When we bought our 1904 house we inherited a monster of a heating system. Steam radiators in every room, and when we moved in it didn’t work well — lots of banging, some radiators didn’t heat up at all, and the energy bill was EXPENSIVE. Worse, the temperature set on the thermostat didn’t seem connected to what happened in the house. On top of it all, this was some kind of system that none of our contractors were familiar with. They would arrive and stare at the fittings and you could see a kind of doubting look come into their faces even though they tried to conceal it. For a while we paid them to adjust things that didn’t need adjusting and add things that didn’t need to be added. The system didn’t work any better.
Finally I got down to business. By examining this antique gauge (which appears to measure a vacuum in bars of mercury) I figured out that I had a Kellogg-Mackay-Cameron Co. Vacuum System installed in 1906, based on Morgan’s patent.

(See also the flickr photoset for my heating system.)
I managed to find the original product literature [PDF] on a steam heating enthusiast web site. I found the original patent on Google Patents. Heady with this success, I thought — why not look for the original repair instructions that would be written for the steamfitters of the day? I found the book 500 Plain Answers to Direct Questions on Steam, Hot Water, Vapor, and Vacuum Heating (1915) on Google Books.
I don’t know anything about do-it-yourself projects in the home. I am not good with my hands. But no one seemed able to solve this one for me, so I dove in. After a lot of reading I ended up performing three adjustments. Two involved a screwdriver and one a wrench. That’s it. It took me two weeks to understand the system and 15 minutes to fix it. Just after I finished the last adjustment there was a terrific whooshing noise and the heat started to work — and work beautifully. It gives me a new perspective on cybernetics. The solution is never near where you see the problem. As Dan Holohan, the leading chronicler of steam heating enthusiasm, writes:
A steam system is like a child’s mobile. When you touch one part, everything else starts swaying. If you’re not sure what will happen when you touch something, don’t touch it.
My system now produces a cozy, dry heat that my allergist says is far superior to forced air. It’s much quieter. My heating bill dropped substantially (it is lower than an equivalent forced air system would be in my house, but the maintenance cost is higher for the steam system).
Like many others, I ended up with an enduring appreciation for steam. These systems were so well-made and also so clever and complex. The thought that went into a normal household heating system in 1906 boggles my mind. Dan Holohan calls his classes on these systems the Dead Men’s Steam School. (Everyone who designed these systems is dead.)

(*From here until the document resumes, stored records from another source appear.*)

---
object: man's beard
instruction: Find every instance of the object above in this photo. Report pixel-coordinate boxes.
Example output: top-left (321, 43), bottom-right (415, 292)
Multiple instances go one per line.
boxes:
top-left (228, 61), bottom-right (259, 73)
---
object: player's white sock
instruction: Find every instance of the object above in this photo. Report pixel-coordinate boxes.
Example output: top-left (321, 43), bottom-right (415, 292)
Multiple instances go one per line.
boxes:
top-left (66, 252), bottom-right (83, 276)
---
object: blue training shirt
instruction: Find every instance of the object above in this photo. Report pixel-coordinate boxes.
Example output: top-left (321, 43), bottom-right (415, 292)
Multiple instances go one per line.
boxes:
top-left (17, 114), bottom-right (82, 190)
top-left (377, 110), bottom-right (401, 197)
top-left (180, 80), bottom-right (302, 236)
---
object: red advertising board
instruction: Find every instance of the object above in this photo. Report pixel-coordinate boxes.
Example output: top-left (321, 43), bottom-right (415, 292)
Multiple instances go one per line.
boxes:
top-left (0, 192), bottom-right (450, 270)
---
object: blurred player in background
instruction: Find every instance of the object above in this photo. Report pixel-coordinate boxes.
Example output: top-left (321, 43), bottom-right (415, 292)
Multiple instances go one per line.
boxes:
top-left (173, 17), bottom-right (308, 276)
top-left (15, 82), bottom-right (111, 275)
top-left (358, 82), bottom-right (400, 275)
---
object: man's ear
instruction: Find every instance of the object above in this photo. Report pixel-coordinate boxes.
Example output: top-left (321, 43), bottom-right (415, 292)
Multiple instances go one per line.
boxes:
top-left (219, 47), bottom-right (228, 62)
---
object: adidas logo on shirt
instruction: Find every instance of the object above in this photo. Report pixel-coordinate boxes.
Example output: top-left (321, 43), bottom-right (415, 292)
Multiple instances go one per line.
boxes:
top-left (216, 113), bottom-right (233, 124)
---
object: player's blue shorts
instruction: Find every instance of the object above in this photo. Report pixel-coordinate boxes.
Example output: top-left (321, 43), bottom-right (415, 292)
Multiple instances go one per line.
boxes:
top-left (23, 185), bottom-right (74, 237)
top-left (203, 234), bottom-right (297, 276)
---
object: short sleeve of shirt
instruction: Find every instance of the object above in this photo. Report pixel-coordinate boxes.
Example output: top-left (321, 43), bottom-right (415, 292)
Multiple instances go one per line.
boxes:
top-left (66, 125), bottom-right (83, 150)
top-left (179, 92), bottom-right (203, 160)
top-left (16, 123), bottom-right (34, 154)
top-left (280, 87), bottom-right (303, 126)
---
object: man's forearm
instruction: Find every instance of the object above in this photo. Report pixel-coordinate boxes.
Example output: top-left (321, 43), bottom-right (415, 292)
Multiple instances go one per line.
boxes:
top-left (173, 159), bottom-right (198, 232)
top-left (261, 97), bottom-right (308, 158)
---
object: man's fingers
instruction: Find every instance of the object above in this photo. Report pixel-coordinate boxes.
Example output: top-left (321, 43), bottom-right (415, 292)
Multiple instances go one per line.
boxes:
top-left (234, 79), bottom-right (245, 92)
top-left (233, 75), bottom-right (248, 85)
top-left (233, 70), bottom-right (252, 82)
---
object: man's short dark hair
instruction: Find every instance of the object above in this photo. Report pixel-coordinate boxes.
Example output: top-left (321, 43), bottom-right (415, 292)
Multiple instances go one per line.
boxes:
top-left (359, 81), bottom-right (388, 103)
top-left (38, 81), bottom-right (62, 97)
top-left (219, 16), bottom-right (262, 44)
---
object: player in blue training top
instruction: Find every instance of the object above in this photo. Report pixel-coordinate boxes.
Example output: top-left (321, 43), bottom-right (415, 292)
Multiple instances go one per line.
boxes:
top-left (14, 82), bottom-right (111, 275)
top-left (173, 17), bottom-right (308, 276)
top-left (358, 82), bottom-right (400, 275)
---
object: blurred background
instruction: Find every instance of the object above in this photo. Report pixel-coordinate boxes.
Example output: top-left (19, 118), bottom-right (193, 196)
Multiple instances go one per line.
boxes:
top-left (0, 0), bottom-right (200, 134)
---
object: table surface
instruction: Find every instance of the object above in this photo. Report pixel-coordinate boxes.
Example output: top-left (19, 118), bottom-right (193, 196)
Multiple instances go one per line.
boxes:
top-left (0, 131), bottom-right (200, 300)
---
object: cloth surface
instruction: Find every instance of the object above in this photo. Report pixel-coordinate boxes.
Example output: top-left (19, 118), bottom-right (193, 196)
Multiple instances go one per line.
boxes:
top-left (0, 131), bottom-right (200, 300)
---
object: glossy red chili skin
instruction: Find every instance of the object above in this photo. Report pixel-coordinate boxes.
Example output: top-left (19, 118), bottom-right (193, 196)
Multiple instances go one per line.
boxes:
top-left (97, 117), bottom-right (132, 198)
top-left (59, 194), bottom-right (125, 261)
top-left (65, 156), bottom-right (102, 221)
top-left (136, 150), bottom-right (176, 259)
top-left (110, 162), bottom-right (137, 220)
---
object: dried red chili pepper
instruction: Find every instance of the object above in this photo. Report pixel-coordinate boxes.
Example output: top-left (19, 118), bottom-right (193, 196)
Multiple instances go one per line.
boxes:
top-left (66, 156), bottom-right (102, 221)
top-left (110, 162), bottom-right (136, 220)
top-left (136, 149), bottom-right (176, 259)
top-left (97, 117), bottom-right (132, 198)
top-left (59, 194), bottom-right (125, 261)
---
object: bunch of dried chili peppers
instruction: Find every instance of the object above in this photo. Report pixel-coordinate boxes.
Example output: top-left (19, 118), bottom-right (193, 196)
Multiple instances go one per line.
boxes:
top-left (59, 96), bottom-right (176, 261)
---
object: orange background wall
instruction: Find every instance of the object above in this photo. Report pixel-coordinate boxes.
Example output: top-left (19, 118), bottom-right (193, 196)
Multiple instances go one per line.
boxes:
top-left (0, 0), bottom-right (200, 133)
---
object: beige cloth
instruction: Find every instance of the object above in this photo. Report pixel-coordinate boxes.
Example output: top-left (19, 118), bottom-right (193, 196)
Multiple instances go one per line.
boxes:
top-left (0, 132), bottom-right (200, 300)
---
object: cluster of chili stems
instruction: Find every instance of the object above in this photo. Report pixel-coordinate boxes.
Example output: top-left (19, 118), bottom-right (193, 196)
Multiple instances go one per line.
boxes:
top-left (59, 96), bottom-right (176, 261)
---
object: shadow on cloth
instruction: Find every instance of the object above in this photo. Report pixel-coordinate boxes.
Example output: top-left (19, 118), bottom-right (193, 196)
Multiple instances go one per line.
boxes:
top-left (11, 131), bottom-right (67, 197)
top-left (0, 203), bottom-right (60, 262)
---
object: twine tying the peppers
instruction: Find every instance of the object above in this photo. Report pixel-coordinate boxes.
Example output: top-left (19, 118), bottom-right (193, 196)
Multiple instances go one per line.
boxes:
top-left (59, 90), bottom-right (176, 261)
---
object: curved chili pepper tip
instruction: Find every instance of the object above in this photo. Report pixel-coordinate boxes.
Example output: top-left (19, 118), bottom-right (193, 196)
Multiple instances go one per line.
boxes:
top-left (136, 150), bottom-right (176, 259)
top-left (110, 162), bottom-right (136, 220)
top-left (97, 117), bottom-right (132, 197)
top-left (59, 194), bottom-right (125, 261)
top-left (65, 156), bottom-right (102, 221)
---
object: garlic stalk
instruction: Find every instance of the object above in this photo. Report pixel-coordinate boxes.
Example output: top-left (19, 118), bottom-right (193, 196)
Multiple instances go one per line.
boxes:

While steam radiators have a reputation for being trouble-prone heating systems, in fact the main problem is that nearly everyone that knows how to build, operate, and maintain one is dead. And what craft! My system is 100 years old and works very well. As I learned from Holohan’s writing, it is quite common to encounter parts of these systems that no one alive understands and (until recently) weren’t documented anywhere. If that knowledge were more widespread and steamfitters (and spare parts) were as common as they once were I think steam would rule the world. I guess this is another case study in path-dependence.
Pick up The Lost Art of Steam Heating and you won’t be disappointed. This book is worth buying for Dan’s chronicles of famous boiler explosions alone.